« Moi, je m’occupe presque uniquement de l’Homme. Je vais au plus pressé. Les paysages ont l’éternité », affirmait Henri Cartier-Bresson. Ici, le 8e Art est à l’honneur avec l’artiste photographe Tytaart. À l’aide de son œil aiguisé, elle capture à travers ses portraits l'expression humaine dans son état le plus brut ; une véritable mise à nu de l’âme.

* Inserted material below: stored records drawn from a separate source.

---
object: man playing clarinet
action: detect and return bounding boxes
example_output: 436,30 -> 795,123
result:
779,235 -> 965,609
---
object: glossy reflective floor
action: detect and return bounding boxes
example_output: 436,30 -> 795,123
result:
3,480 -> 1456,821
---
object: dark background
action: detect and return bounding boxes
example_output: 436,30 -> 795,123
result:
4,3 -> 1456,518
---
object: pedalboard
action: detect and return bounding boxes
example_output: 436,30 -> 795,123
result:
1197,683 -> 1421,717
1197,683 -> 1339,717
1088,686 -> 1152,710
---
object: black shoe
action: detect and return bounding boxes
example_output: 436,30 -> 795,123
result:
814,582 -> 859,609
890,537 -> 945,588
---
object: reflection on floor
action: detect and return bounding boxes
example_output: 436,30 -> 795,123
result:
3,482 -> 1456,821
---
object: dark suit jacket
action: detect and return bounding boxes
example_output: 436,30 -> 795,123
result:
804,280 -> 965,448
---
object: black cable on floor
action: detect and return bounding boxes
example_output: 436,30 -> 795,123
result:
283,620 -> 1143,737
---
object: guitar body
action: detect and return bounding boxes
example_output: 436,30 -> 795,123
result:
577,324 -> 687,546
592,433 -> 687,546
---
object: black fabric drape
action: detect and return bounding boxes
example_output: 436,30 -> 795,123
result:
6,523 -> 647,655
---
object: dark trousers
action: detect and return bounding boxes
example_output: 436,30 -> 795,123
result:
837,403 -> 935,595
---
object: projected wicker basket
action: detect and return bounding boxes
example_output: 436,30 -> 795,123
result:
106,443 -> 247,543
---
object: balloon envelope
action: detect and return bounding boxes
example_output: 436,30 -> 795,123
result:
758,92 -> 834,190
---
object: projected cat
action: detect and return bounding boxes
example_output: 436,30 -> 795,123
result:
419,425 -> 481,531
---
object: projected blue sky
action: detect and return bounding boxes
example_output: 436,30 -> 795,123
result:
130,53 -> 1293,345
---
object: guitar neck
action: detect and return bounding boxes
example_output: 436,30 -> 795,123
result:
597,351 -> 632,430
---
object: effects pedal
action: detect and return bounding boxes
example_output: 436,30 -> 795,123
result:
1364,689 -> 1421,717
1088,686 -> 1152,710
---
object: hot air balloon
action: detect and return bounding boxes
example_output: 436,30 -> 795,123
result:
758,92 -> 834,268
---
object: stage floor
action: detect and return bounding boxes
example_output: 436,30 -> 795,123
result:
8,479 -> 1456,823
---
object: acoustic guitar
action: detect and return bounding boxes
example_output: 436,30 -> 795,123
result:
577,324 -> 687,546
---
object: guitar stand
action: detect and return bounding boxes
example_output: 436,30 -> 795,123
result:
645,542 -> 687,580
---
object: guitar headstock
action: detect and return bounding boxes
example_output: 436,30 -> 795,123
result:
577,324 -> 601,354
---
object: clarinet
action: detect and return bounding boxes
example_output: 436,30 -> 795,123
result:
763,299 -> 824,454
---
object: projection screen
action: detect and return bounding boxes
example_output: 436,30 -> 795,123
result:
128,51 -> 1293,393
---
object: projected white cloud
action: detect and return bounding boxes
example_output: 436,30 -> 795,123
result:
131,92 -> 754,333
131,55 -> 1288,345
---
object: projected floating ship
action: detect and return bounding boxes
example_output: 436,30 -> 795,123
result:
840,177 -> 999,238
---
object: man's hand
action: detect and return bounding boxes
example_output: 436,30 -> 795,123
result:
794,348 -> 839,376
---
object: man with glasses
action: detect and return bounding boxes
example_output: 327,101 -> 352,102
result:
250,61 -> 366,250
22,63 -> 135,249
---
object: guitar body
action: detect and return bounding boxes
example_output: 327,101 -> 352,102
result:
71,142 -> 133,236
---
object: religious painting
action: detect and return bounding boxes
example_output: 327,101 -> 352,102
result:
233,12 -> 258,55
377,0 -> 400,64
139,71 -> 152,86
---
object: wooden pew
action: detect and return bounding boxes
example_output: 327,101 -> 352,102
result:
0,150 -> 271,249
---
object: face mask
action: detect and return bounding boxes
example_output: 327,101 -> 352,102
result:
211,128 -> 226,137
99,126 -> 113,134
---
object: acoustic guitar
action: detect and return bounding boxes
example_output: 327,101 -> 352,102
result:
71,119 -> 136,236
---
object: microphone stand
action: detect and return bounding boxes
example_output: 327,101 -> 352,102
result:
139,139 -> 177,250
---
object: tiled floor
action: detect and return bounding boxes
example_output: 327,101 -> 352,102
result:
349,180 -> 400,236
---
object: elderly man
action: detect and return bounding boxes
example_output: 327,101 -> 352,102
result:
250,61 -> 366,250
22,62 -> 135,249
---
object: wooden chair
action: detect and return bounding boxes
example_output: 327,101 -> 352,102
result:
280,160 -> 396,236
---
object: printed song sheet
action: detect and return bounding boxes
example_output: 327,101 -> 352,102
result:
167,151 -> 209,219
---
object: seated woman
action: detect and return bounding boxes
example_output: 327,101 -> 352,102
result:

Tytaart sera à l'affiche de la prochaine exposition intitulée « Eternal » qui débutera le 15 janvier 2020 dans la galerie Sra'Art. Pour cette exposition, elle sera accompagnée du peintre franco-thailandais Don Virao et du designer français Jean-Baptiste Carraro. Entretien :
CM : Pour les lecteurs qui ne vous connaissent pas encore, parlez-nous un peu de vous
Je suis cambodgienne, née et élevée dans la ville de Phnom Penh. J’ai fréquenté l’école primaire Preah Norodom avant de déménager aux États-Unis pour une période de deux ans avec ma mère. Après mon retour au Cambodge, j’ai poursuivi mes études cambodgiennes à l’école américaine Intercon (AIS). j'ai ensuite obtenu un baccalauréat international bilingue à l’école de Northbridge. Puis, j’ai continué mes études supérieures en Angleterre, à Londres, j’y ai étudié la gestion des affaires et le design à l’université de Regent. J'ai suivi un merveilleux parcours d’échange de six mois à l’école de design Parson à New York. J’ai validé ma licence en 2017 et je suis ensuite revenue à Phnom Penh.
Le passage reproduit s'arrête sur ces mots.